TO DRINK OR NOT TO DRINK?
It can be a little scary switching to whole milk after years of being told that fat makes us fat, but that’s not the case. Nonetheless, I wouldn’t recommend chugging three glasses of whole milk a day; that really can add up to a lot of calories that your body might not be used to and seriously no one needs that much dairy. I would recommend using a bit of whole milk in your tea, coffee, or cereal and then opting for lower-calorie nut milks throughout the rest of the day.
Homogenized Vs. Unhomogenized
The picture gets even more complicated! To refresh your memory, homogenization involves emulsifying milk fat so it becomes evenly distributed. In unhomogenized milk, the fat rises to the top and forms a cream that you can either spoon out or shake into the rest of the milk.
Some people worry that homogenization alters the structural components of the milk and negatively affects our ability to absorb the vitamin D it contains. They point fingers at an enzyme called xanthine oxidase (XOD), which can increase disease-causing inflammation if blood levels get too high. However, “the adverse effects of XOD in milk remain theoretical,” and XOD can’t even be absorbed by food, according to Berkeley Wellness.
Additionally, studies have shown that homogenization can actually improve the digestibility of milk and that it doesn’t increase the risk of allergy or intolerance in children or adults, adds the evidence-based health resource.
TO DRINK OR NOT TO DRINK?
If you prefer the taste of unhomogenized milk, then drink up! Otherwise, homogenized milk is perfectly nutritious, more convenient if you’re on the go, and cheaper.
Organic vs. Grass-Fed vs. Non-Organic Milk
HOW AM I STILL WRITING ABOUT MILK? Seriously, it’s crazy how complicated the stuff is but hey, education is key.
The main difference between organic, grass-fed, and non-organic milk has to do with what the cows are fed.

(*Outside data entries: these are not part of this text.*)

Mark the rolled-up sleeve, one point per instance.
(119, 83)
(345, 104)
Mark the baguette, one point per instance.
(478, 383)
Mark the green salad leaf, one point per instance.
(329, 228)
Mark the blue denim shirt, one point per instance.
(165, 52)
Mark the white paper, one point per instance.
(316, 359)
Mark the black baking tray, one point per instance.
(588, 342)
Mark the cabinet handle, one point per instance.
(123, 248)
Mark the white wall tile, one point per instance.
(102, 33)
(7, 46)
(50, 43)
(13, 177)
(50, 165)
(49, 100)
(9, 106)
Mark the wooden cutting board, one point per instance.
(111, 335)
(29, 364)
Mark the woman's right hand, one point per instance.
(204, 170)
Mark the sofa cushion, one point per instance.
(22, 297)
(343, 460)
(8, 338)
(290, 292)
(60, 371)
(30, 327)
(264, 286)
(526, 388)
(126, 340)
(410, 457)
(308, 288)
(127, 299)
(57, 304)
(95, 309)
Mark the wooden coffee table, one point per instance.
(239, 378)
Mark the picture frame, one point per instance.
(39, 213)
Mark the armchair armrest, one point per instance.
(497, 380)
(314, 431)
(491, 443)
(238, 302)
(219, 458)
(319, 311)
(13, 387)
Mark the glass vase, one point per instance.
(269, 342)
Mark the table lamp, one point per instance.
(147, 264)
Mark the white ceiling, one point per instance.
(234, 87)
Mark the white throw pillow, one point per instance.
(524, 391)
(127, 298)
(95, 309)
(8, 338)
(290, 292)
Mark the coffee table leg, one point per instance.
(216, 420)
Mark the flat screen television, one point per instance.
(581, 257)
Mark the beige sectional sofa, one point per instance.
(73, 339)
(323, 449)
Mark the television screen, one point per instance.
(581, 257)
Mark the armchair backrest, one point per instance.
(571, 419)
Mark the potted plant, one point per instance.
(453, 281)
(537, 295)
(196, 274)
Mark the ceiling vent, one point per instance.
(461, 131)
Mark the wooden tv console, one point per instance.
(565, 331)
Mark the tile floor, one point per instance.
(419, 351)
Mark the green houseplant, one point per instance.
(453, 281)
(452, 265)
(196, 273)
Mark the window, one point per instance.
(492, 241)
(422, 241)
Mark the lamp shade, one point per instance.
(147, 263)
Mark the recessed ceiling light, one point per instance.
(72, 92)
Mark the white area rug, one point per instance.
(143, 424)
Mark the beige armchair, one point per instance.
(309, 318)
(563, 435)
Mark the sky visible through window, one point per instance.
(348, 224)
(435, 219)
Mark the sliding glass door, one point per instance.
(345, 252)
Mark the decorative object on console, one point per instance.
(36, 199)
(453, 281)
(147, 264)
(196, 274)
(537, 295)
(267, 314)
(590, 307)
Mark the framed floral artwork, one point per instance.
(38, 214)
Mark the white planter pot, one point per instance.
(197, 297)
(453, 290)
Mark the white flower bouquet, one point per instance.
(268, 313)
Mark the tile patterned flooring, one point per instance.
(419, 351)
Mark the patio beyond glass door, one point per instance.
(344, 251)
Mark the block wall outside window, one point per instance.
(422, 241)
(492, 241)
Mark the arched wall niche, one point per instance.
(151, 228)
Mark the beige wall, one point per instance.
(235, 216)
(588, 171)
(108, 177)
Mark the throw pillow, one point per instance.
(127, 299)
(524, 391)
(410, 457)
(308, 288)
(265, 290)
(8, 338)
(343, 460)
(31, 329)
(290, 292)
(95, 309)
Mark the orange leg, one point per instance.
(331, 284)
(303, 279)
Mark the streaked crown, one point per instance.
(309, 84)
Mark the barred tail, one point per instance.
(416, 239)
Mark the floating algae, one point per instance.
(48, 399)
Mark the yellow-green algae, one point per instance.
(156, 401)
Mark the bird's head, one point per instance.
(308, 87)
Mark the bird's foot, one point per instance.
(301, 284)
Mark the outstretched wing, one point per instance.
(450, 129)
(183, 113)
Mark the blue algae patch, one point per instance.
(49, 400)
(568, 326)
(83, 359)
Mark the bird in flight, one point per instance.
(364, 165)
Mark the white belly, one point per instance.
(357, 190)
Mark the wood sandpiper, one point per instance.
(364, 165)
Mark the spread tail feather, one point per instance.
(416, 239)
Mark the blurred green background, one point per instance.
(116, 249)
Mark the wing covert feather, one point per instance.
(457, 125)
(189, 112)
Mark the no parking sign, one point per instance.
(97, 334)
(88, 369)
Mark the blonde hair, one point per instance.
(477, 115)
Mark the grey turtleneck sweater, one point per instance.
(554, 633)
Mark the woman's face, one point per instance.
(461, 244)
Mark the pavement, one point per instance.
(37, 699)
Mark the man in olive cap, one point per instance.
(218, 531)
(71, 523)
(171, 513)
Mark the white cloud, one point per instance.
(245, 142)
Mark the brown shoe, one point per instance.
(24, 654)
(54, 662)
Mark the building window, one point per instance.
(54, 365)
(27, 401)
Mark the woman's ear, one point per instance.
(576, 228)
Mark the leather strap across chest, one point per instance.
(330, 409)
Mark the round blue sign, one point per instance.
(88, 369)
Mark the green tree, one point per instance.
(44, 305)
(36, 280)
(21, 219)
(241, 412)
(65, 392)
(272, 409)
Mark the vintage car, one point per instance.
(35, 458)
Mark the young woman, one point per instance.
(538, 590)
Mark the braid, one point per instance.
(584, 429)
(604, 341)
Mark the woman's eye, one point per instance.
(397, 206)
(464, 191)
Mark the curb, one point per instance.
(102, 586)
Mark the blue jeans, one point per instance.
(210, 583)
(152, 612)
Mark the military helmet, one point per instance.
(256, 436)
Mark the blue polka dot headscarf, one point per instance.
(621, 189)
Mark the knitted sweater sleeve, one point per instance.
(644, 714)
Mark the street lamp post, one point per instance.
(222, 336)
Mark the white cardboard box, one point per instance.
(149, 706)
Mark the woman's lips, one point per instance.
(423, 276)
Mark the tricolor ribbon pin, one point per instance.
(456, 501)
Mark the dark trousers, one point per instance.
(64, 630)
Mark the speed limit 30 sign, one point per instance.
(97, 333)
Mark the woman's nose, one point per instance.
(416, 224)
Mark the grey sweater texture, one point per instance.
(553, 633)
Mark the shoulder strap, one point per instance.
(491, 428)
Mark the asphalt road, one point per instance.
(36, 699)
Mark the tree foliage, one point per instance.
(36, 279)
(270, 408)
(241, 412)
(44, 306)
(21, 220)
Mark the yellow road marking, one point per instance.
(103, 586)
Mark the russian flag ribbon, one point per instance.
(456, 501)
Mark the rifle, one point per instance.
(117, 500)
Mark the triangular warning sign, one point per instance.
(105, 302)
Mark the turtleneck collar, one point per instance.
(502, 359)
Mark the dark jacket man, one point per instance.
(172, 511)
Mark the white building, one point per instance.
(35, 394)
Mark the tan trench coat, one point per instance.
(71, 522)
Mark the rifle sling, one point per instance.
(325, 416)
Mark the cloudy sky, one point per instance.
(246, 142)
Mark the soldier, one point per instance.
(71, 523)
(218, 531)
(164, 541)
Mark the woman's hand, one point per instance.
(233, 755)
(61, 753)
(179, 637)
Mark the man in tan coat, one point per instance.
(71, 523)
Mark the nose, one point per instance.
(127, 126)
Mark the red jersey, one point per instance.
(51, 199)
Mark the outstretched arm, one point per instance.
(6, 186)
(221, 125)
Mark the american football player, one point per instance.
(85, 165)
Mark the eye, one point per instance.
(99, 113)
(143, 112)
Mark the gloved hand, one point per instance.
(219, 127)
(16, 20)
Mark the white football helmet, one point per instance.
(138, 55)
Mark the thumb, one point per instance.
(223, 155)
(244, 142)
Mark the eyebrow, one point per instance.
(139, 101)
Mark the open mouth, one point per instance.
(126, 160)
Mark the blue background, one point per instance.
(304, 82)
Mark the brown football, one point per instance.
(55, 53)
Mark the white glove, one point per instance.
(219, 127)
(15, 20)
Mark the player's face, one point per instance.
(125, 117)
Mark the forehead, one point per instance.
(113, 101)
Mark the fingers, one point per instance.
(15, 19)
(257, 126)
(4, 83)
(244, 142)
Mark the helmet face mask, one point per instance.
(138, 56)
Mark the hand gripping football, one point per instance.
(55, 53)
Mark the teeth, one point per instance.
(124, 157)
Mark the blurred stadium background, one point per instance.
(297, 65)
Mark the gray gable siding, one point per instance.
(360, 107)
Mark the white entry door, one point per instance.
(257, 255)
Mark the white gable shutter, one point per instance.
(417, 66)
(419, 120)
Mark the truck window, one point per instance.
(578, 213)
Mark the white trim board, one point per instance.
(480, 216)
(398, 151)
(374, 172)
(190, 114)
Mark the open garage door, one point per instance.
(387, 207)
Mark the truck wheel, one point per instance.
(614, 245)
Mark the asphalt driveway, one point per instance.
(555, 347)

Non-organic milk comes from cows that don’t have much room to roam around, are confined to a barn stall, and eat non-organic food like grain, corn, and soy. Conversely, organic milk comes from cows that consume food that’s free of antibiotics, hormones, pesticides, herbicides, and genetically modified organisms (GMOs). To get the “organic” designation, 30% of their diet must also come from grass.
Finally, there’s dairy from grass-fed cows. They roam around and eat grass all year long. According to an article published in The Globe and Mail, milk from grass-fed cows contains twice as much omega-3 as regular milk, which reduces inflammation and can lower risk of heart disease, stroke, and type 2 diabetes.
TO DRINK OR NOT TO DRINK?
Grass-fed milk might be the most expensive on the list, but I’d argue the benefits far outweigh the costs, especially if you make an effort to reduce the amount you drink. Rolling Meadows is Canada’s first grass-fed dairy brand and is a great option!
The Bottom Line
Unless you’re lactose intolerant, there’s no reason to avoid drinking milk so long as you’re drinking the good-quality stuff. Grass-fed, whole, homogenized milk is my top choice, but don’t chug the stuff like it’s going out of style. Firstly, you’ll drain your bank account if you do that and secondly, you want a healthy balance of all the food groups, not just an abundance of dairy. I’d argue that many North Americans eat way more dairy than is necessary from yogurt, cheese, milk, chocolate, etc., and there’s even a theory that allergies stem from the excessive intake of a particular food (but that’s a whole other blog post)!